声に出すと、少しだけ気持ちが軽くなった。

目を開けると、部屋の中はいつもと変わらない。

机も棚も整えられていて、窓の外には白銀の湖が見えた。


枕元に置かれた白い布に気づいた。

昨日、セリーヌが帰り際にくれたものだ。

観測所特製の星紋が入っており、悪夢を払ってくれるらしい。

小さく握りしめると、かすかに温かさが残っていた気がした。


扉を叩く音がした。


「…入ってください。」


静かに答えると、若い執事が姿を現した。


「ルチア様。お目覚めでいらっしゃいますか。」


「…うん。」


「朝食をお持ちしました。公爵様が、お加減を気遣っておいでです。
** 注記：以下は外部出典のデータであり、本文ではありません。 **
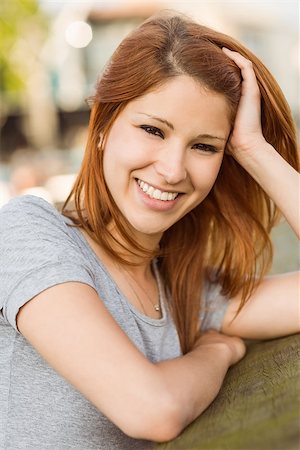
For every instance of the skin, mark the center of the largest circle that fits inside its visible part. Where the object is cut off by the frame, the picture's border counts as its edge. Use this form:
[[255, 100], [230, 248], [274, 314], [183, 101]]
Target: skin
[[173, 160], [147, 400]]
」


「…大丈夫です。」


本当は、まだ胸の奥がざわついていた。

でも、弱いところを見せるのは怖かった。


「お体に触ることはないかと存じますが…。何かあれば、すぐお知らせくださいませ。」


「分かりました。」


一礼した執事が出ていくと、また静かな空気が戻った。


ルチアはゆっくりと起き上がった。

窓の外を見つめながら、頭の中で昨日の星辰盤を思い出す。


紅い光。

悲しいようで、苦しいようで、どこか懐かしい。


「…また…行くことになるんだろうか。」


声に出すと、言葉が自分に返ってきた。


あの恐怖をもう一度味わうのは嫌だった。

けれど、あの光から目を逸らすこともできない気がした。


「…僕は…。」


手に握った布をそっと胸に当てた。


湖は今日も静かだった。

けれど、その静けさの奥に、何かがゆっくりと蠢いている気がした。